Apapun keilmuan, program studi atau jurusan anda, self leadership menjadi fondasi seorang Dosen untuk dapat mendidik mahasiswanya. Dengan kata lain, mahasiswa boleh saja memiliki kualitas keterampilan akademik dan keilmuan yang mumpuni, tetapi jika dirinya tak dapat mengolahnya dalam kehidupan, maka bukan saja dirinya yang akan menjadi korban, tetapi juga masyarakat tidak akan mendapatkan dampak positif maupun manfaat dari hasil sebuah pendidikan. Perubahan sosial ke arah yang lebih baik tidak akan terjadi.

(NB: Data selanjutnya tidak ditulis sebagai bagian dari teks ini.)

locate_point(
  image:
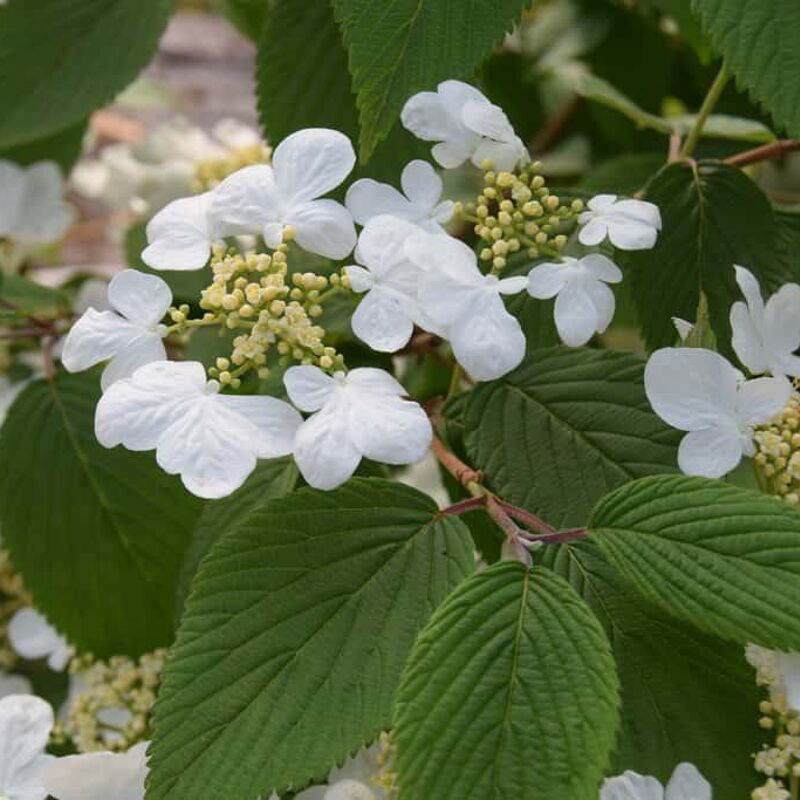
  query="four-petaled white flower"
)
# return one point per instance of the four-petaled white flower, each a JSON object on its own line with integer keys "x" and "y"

Visi seorang Dosen hendaknya berkorelasi dengan visi Program Studi atau Jurusan di mana dia mendidik. Visi Program Studi hendaknya selaras dengan visi yang dimiliki Fakultas. Dengan sendirinya, visi Fakultas perlu linear dengan visi Universitas. Dan, jangan lupakan, visi Universitas sejatinya selalu mendukung terciptanya visi Bangsa Indonesia. Di sinilah letak krusialitas suatu pendidikan bila ingin membangun peradaban bangsa.

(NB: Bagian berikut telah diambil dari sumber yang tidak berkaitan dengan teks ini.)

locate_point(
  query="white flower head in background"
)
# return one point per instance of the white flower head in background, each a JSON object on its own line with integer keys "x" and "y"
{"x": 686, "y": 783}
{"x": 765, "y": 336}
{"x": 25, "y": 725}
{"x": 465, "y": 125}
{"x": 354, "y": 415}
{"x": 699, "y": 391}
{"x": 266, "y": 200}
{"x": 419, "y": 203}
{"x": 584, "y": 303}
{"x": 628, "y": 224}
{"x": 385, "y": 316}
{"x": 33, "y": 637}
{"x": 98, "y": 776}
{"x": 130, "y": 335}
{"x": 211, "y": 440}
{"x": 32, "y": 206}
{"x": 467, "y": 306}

Anda yang berprofesi sebagai Dosen, sadarilah bahwa anda merupakan salah satu kunci keberhasilan, tidak hanya untuk Program Studi, Fakultas maupun Universitas di mana anda mengajar, tetapi juga untuk Bangsa Indonesia di dalam mewujudkan kemerdekaan, persatuan, kedaulatan, keadilan dan kemakmuran rakyat. Oleh sebab itu, tanyakanlah pada diri anda: “Sudahkah aku memiliki visi, tujuan, perencanaan hidup serta kualitas motivasi yang tepat? Sudahkah aku berproses melalui self leadership semacam ini?”
Antono Wahyudi adalah seorang Dosen Program Studi Sastra Inggris, Fakultas Bahasa, Universitas Ma Chung, Malang.